Darum gehts
- Bundesgericht kritisiert Schwyzer Amt für Gesundheit wegen Schweigepflicht-Entbindung
- Patient erfuhr erst durch Akteneinsicht von Strafanzeige der Klinik
- Netzwerk «Kein Täter werden»: Unikliniken Genf, Basel und Zürich sowie forensisches Institut Ostschweiz
Es sind deutliche Worte, die das Bundesgericht für das Schwyzer Amt für Gesundheit übrig hat. Von «gravierenden Verfahrensfehlern» ist die Rede: 2022 begab sich ein Mann zur Behandlung in eine Klinik im Kanton Schwyz. Er konsumierte Kinderpornografie, das kam während der Behandlung zur Sprache – und die Klinik reagierte.
Sie verlangte vom Amt für Gesundheit, dass es einen Teil des medizinischen Personals von der Schweigepflicht entbinde. Es habe die Gefahr von weiterem Konsum von Kinderpornografie und das Risiko einer Fremdgefährdung bestanden.
Der Kanton genehmigte das Gesuch, und die Klinik erstattete Strafanzeige. Erst später – während der Akteneinsicht durch seine Anwältin – erfuhr der Patient davon. Er wehrte sich und bekommt nun vom höchsten Schweizer Gericht Recht.
Patient konnte sich nicht wehren
Das Bundesgericht heisst die Beschwerde gut, nachdem der Schwyzer Regierungsrat und das Verwaltungsgericht noch die Position des Kantons gestützt hatten. Das Gericht in Lausanne kritisiert das Schwyzer Amt: «Der Betroffene wurde nicht in das Entbindungsverfahren einbezogen, und die Verfügung wurde ihm auch nicht zugestellt», heisst es in einer Mitteilung des Gerichts. Dafür fehle die gesetzliche Grundlage. Der Patient habe sich nicht wehren können.
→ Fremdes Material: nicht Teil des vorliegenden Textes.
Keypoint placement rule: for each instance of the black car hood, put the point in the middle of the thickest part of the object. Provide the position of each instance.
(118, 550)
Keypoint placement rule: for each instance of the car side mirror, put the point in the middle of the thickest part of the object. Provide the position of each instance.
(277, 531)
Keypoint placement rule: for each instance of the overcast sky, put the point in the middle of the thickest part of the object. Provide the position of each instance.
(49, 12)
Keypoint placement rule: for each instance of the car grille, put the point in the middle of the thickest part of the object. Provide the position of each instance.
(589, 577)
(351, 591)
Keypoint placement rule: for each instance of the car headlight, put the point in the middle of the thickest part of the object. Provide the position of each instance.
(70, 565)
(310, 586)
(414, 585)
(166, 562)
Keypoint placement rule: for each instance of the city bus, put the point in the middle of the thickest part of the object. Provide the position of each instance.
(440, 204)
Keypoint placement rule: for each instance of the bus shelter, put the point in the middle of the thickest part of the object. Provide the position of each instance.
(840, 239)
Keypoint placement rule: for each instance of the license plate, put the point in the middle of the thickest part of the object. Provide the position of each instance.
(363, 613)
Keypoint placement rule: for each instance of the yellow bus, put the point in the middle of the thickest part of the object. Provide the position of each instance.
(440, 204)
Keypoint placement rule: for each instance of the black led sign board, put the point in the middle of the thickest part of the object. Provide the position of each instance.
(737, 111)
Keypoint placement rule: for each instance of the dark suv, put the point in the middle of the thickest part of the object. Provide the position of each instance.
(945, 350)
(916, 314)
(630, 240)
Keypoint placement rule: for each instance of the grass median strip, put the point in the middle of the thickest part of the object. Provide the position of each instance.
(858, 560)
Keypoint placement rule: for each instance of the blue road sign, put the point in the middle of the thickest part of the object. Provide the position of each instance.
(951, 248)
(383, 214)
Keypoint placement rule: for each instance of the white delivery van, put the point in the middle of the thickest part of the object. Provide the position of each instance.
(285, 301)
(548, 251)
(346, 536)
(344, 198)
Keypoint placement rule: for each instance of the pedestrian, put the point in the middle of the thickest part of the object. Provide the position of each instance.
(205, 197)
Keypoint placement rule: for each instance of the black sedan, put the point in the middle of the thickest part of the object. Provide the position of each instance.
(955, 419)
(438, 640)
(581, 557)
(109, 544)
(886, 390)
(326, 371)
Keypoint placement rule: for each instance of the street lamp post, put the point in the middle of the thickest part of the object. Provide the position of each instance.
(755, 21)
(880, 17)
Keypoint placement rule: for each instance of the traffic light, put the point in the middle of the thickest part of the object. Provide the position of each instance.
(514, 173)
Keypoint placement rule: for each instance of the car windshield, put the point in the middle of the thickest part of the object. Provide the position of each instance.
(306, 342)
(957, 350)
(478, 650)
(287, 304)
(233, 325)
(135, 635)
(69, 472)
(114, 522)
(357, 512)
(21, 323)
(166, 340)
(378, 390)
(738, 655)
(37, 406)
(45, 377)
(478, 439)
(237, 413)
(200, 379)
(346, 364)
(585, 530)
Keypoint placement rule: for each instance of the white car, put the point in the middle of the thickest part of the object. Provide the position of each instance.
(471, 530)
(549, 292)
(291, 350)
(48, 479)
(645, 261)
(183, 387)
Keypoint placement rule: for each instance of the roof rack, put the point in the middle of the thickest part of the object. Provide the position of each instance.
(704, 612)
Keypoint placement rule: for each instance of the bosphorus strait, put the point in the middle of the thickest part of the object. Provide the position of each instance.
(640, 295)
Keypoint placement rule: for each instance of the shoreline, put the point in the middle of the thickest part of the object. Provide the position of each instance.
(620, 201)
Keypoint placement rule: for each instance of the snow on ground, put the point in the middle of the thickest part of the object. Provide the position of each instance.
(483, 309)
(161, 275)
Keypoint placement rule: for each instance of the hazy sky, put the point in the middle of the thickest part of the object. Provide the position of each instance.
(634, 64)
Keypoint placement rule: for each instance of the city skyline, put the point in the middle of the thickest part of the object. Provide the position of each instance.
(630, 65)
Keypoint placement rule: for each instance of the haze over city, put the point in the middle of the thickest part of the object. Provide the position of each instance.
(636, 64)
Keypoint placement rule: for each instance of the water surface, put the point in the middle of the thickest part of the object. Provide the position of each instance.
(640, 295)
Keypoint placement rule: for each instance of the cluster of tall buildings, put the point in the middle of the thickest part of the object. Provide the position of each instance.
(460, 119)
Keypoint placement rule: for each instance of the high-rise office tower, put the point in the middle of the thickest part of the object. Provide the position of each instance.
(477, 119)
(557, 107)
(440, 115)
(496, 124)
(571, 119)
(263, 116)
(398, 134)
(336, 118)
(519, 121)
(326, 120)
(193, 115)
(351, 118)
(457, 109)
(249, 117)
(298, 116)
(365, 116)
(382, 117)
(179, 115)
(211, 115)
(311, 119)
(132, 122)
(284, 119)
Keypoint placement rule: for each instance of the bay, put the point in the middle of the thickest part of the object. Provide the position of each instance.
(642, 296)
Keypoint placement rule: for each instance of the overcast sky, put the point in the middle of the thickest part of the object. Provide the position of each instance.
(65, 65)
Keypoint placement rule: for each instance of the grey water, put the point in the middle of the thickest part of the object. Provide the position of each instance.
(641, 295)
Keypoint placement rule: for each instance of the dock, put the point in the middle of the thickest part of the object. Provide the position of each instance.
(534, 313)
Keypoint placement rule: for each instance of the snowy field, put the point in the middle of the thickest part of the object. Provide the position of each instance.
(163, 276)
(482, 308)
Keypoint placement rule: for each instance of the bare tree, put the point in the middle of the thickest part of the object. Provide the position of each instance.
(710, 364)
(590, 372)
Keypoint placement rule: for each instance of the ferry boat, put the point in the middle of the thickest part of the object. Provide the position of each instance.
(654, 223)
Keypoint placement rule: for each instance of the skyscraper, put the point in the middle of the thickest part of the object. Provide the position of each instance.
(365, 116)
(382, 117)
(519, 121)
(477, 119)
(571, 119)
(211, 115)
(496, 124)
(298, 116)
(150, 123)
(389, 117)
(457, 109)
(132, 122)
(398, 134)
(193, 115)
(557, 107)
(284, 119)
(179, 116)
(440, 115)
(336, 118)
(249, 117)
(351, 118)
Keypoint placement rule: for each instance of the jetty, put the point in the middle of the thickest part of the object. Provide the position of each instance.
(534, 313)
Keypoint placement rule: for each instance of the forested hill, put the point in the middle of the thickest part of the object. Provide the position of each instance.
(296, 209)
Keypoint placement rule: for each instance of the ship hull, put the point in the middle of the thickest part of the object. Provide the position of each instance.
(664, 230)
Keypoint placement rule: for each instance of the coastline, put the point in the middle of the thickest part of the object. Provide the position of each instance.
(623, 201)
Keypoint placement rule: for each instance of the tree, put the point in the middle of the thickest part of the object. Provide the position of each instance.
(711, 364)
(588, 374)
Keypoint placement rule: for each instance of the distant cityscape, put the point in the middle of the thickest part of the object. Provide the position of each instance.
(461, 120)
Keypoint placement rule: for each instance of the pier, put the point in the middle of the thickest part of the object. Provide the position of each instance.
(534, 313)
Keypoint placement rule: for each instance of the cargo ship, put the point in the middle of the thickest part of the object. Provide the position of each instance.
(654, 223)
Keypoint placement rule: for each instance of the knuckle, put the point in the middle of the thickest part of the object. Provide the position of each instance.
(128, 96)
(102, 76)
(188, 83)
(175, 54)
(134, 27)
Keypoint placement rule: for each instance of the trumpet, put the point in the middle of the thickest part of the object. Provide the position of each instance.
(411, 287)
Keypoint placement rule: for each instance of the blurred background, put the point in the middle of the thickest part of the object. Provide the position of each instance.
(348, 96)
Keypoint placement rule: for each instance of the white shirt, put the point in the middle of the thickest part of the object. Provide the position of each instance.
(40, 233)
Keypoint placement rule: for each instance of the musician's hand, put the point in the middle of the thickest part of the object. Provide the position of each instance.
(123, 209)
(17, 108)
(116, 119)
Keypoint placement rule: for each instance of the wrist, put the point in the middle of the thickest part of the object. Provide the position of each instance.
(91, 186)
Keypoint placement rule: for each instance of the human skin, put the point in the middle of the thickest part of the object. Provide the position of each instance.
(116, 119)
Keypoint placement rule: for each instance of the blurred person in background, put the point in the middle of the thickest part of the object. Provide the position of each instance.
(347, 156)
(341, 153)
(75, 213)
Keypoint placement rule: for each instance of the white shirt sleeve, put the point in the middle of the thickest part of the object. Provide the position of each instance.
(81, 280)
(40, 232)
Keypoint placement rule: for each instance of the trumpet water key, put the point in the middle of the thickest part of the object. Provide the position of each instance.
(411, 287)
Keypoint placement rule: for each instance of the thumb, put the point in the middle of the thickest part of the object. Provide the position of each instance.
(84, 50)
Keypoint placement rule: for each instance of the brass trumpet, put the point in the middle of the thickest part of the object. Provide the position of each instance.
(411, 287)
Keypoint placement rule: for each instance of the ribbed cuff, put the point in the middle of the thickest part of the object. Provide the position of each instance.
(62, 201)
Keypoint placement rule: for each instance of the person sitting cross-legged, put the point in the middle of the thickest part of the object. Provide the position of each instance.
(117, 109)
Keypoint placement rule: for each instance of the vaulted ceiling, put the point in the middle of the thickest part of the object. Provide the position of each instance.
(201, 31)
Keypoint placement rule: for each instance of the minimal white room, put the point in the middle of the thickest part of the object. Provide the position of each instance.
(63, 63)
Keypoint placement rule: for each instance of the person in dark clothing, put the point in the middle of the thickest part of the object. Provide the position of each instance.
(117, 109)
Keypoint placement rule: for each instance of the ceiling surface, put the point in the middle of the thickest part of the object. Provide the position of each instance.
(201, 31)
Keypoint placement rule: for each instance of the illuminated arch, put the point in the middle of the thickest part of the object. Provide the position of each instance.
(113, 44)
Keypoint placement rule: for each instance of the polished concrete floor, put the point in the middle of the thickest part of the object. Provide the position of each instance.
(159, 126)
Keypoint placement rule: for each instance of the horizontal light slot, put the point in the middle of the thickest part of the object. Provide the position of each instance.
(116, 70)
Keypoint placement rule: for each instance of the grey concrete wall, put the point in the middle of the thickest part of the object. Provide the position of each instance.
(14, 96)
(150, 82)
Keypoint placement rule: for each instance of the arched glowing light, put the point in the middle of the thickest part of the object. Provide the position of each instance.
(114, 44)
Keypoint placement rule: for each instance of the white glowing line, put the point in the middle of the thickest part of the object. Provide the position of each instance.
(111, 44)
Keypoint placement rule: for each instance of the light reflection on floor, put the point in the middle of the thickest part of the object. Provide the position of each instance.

Die persönlichen Informationen, die weitergegeben wurden, seien «in besonderem Masse schützenswert». Umso wichtiger sei es, die Rechte des Betroffenen zu wahren. Dass das nicht passiert ist, begründeten die Behörden mit einer möglichen Beweismittelvernichtung. «Dies reicht nicht aus.» Die Verfügung des Schwyzer Amts für Gesundheit sei deshalb nichtig.
Schweigepflicht wichtig, um alle zu erreichen
Der Fall wirft Fragen auf, wie pädosexuelle Menschen behandelt werden können. Das Bundesamt für Sozialversicherungen schrieb in einem Bericht im April, dass es wichtig sei, niederschwellige Präventionsangebote anzubieten. Die Angebote müssten also bekannt sein, wenn möglich in der Muttersprache, in der Nähe, kostenlos und anonym.
Das sei in der Schweiz nicht überall gegeben. Zwar gibt es das Netzwerk «Kein Täter werden», dem die Unikliniken Genf, Basel und Zürich sowie das forensische Institut Ostschweiz angehören. Hingegen klafft in der italienischsprachigen Schweiz eine Lücke.
Das Netzwerk verweist bereits auf seiner Website auf seine Schweigepflicht. Diese sei die Basis für den präventiven Ansatz. Sonst würden Menschen, die noch nicht der Justiz bekannt sind, unerreichbar bleiben. Im Falle akuter Selbst- oder Fremdgefährdung würden gemeinsam mit den Therapeuten Schritte erarbeitet.